House Intelligence Committee Chair Adam Schiff (D-CA) echoed Gordon during an interview with CBSNews’s Face The Nation last Sunday. “I don’t think he can be trusted” with such briefings, Schiff said, citing fears that American allies may have withheld intelligence from the United States during the Trump presidency, because of concerns that Trump would not “safeguard that information.”
Former presidents also enjoy personal security protection. By law, “under the direction of the Secretary of Homeland Security, the United States Secret Service is authorized to protect” a former president and their spouse.
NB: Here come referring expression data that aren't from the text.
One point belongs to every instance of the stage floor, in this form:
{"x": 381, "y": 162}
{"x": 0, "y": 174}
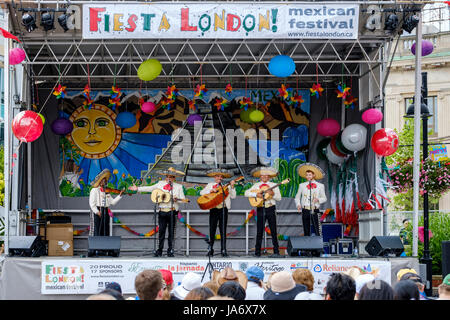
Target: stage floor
{"x": 60, "y": 278}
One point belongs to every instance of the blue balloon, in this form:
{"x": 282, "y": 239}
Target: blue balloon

Alternatively, presidents who do not receive Secret Service protection instead receive “up to $1,000,000 for each former President and up to $500,000 for the spouse of each former President each fiscal year for security and travel related expenses.”
In theory, the Department of Homeland Security might be able to deny Secret Service protection to Trump, or Congress could amend the law to strip Trump of his security protections — although, for many of the same reasons Gordon cited in warning against providing Trump with additional classified information, there are sound national security reasons to continue to provide Secret Service protection to Trump.
Trump undoubtedly learned numerous American secrets during his time in office, and that makes him a potential target for foreign adversaries or other individuals who may wish to make use of those secrets. Secret Service protection, in other words, doesn’t just protect Trump, it also protects the United States.